You’re not our kind…

It seems almost daily we are surrounded by some form of prejudice, from almost every direction. As a gay man, I have pretty much come to expect that heterosexual culture will have some issue with LGBTQ people. The government shows it daily and we see the general public thinking it’s okay to be more boisterous about their hatred because the government isn’t in check. What always seems to hurt me to the core is when I see this same hatred coming from our own communities. By that I mean singling out those that appear to be effeminate or overly masculine. As they are lashing out, they are accusing the person they are targeting as being stereotypical and the very reasons heterosexual culture dislikes us. You can see that isn’t the case, even those that appear ”normal” in the media, with their married lifestyles, children in town, in nice houses inside nice neighborhoods, and acting like their neighbors, they are still a target for the vitriol that is spewed from those who think being LGBTQ is an abomination.
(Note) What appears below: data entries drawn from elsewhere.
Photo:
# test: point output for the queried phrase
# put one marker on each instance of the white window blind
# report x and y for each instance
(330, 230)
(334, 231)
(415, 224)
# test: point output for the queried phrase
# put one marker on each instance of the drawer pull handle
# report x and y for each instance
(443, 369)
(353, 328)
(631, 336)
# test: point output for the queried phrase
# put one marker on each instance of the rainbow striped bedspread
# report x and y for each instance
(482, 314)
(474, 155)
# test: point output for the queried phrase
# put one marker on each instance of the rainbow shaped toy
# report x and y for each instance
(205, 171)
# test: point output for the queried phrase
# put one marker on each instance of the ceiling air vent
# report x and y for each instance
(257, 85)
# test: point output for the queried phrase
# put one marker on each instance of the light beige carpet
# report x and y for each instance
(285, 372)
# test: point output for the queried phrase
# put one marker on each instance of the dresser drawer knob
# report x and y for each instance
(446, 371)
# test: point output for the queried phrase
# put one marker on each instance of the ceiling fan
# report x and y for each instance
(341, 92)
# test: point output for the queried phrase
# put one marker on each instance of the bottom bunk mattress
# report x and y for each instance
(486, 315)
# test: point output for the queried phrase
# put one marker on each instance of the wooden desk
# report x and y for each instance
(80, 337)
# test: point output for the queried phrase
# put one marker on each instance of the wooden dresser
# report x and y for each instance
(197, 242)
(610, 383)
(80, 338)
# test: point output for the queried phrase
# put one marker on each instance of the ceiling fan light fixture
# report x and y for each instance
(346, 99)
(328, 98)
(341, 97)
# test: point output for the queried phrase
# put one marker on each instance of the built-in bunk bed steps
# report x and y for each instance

Our community is as diverse as the heterosexual community. They are those that are hyper masculine, effeminate, love to watch football, love to go to plays, have the want for finer things, and some that are purely happy with the basics of living. The only stereotype is that which was created by heterosexual people about what they perceived LGBTQ people as and it’s not the first time it has happened. If you look back to the movies of the 50s and 60s, Asian characters were over emphasized has have a pronounced overbite, always wearing a version of a Kung Fu outfit, speaking very broken English, or even martial artists. The very means of which their characters were cartoonish is appalling, by today’s standards. Sadly, television programming and people’s perceptions of the LGBTQ stereotypes haven’t evolved very much. You will still see the gay man that is OVERLY effeminate, listening to show tunes, carrying some small animal in a handbag, wearing moderate amounts of makeup, and speaking with a lisp that could put Sylvester the cat to shame. We see it so much that it becomes part of how we view the world.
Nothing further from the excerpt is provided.